Two behavioral quirks you’ll eventually hit
Answer thrashing. Sometimes the model computes one answer internally but keeps typing a different one. It gets stuck in a loop between its reasoning and a memorized training pattern. If Claude seems to be arguing with itself or flip-flopping on a straightforward answer — don’t try to argue it out of the loop. Restart the session.
Tedium aversion. The model sometimes avoids tasks requiring repetitive manual effort, like extensive counting or line-by-line verification. If Claude seems “lazy” on a high-toil task, tell it to write a script to do the work instead of doing it manually. It’s better at automating tedium than enduring it.
API Change: Partial-turn prefill is gone
If you previously seeded incomplete responses for Claude to continue (partial-turn prefill) — that no longer works on Opus 4.6. You now need to use full-turn prefill (providing a complete conversation history) or more robust system prompts to guide output format. Small change, but it’ll break existing workflows if you relied on it.
Security: Both sides of the coin
On defense: Opus 4.6 achieved a 0% attack success rate against indirect prompt injections in agentic coding environments — even without extra safeguards. If you’ve been hesitant to let Claude browse local files or the web in agentic workflows, this is the most robust model Anthropic has shipped for that use case.
On offense: it hit a 66.6% success rate on CyberGym — finding known vulnerabilities in real software projects. That’s up from Sonnet 4.5’s 29.8%. If you’re using Claude for security audits or code review, I’d definitely suggest using Opus 4.6.
Claude Opus 4.6 context compaction
One more feature that flew under the radar. Long agentic sessions used to hit a wall when the context window filled up.
Anthropic calls this ”context rot” — performance degrades as conversations exceed a certain number of tokens. You’d have to restart the conversation or manually manage context.
Context compaction (currently in beta) automatically summarizes older parts of the conversation when approaching context limits. Claude continues working without losing track of what happened earlier.
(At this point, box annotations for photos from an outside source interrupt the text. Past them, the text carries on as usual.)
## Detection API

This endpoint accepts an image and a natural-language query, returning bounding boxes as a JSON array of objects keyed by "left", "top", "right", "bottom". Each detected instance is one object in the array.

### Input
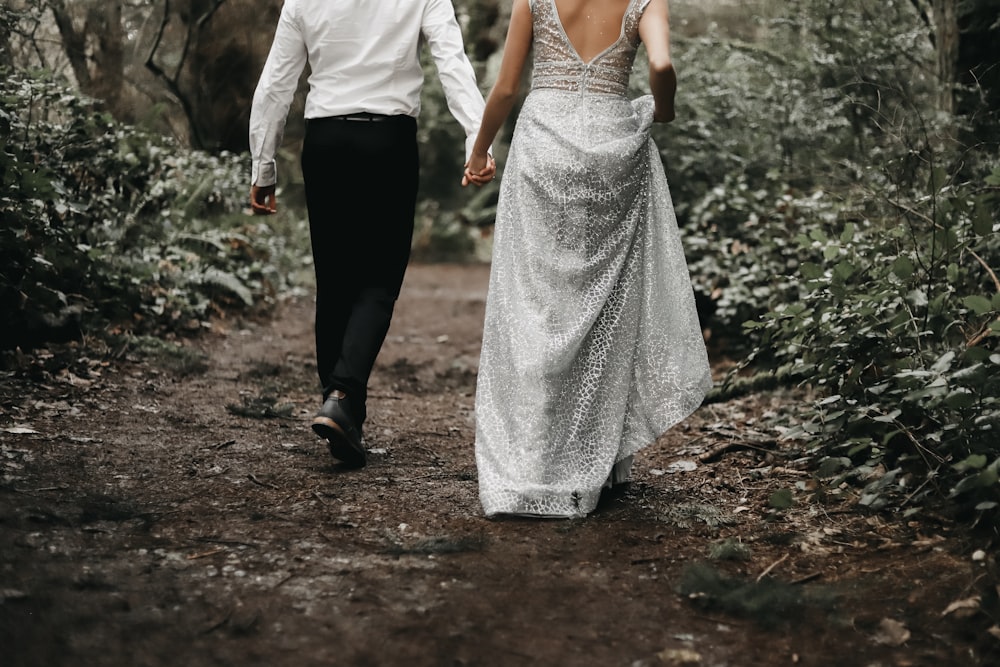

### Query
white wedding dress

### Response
[{"left": 476, "top": 0, "right": 712, "bottom": 517}]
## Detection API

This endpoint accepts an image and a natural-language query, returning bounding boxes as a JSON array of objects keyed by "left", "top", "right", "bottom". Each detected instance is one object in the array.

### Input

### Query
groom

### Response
[{"left": 250, "top": 0, "right": 496, "bottom": 467}]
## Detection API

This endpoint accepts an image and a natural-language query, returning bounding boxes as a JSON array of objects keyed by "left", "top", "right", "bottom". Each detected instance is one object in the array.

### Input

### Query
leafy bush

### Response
[
  {"left": 747, "top": 167, "right": 1000, "bottom": 510},
  {"left": 0, "top": 71, "right": 304, "bottom": 347}
]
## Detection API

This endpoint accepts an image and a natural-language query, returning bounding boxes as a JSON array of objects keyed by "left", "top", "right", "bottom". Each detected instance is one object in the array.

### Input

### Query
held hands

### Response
[
  {"left": 250, "top": 185, "right": 278, "bottom": 215},
  {"left": 653, "top": 107, "right": 675, "bottom": 123},
  {"left": 462, "top": 153, "right": 497, "bottom": 188}
]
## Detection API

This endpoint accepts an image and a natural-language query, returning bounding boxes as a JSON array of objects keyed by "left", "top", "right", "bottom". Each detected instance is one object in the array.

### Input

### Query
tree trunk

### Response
[{"left": 932, "top": 0, "right": 959, "bottom": 114}]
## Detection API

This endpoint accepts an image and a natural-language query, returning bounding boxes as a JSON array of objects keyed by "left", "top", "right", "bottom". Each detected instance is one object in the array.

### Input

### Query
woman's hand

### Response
[
  {"left": 653, "top": 107, "right": 676, "bottom": 123},
  {"left": 462, "top": 153, "right": 497, "bottom": 188},
  {"left": 250, "top": 185, "right": 278, "bottom": 215}
]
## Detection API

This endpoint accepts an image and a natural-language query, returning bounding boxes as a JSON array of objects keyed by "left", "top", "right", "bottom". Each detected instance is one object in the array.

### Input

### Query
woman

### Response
[{"left": 463, "top": 0, "right": 711, "bottom": 517}]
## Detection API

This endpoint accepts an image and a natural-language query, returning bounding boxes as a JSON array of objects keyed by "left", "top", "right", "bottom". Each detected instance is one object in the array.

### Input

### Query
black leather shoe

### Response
[{"left": 312, "top": 392, "right": 367, "bottom": 468}]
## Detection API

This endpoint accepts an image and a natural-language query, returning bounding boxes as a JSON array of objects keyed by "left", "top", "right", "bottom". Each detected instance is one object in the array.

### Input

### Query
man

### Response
[{"left": 250, "top": 0, "right": 496, "bottom": 467}]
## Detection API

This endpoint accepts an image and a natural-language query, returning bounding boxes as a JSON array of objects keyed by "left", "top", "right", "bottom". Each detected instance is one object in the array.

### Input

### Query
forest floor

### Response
[{"left": 0, "top": 265, "right": 1000, "bottom": 667}]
If you’re running complex multi-step workflows — full codebase refactors, long debugging sessions, multi-file feature builds — this means the agent can work for much longer without you intervening. Combined with the 1M token context window (also new in Opus 4.6), you can feed it entire codebases, not just files.
What to do this week
The model improvement is real. Opus 4.6 beats 4.5 across every benchmark. Same pricing. Direct upgrade. No reason not to switch.
But the model is the engine. Effort controls, adaptive thinking, Agent Teams, `/insights`, and context compaction are the steering wheel, the mirrors, and the GPS. Most people will drive this thing in first gear and never touch the rest.
The gap between “I updated to Opus 4.6” and “I’m actually using Opus 4.6” is where the real advantage lives.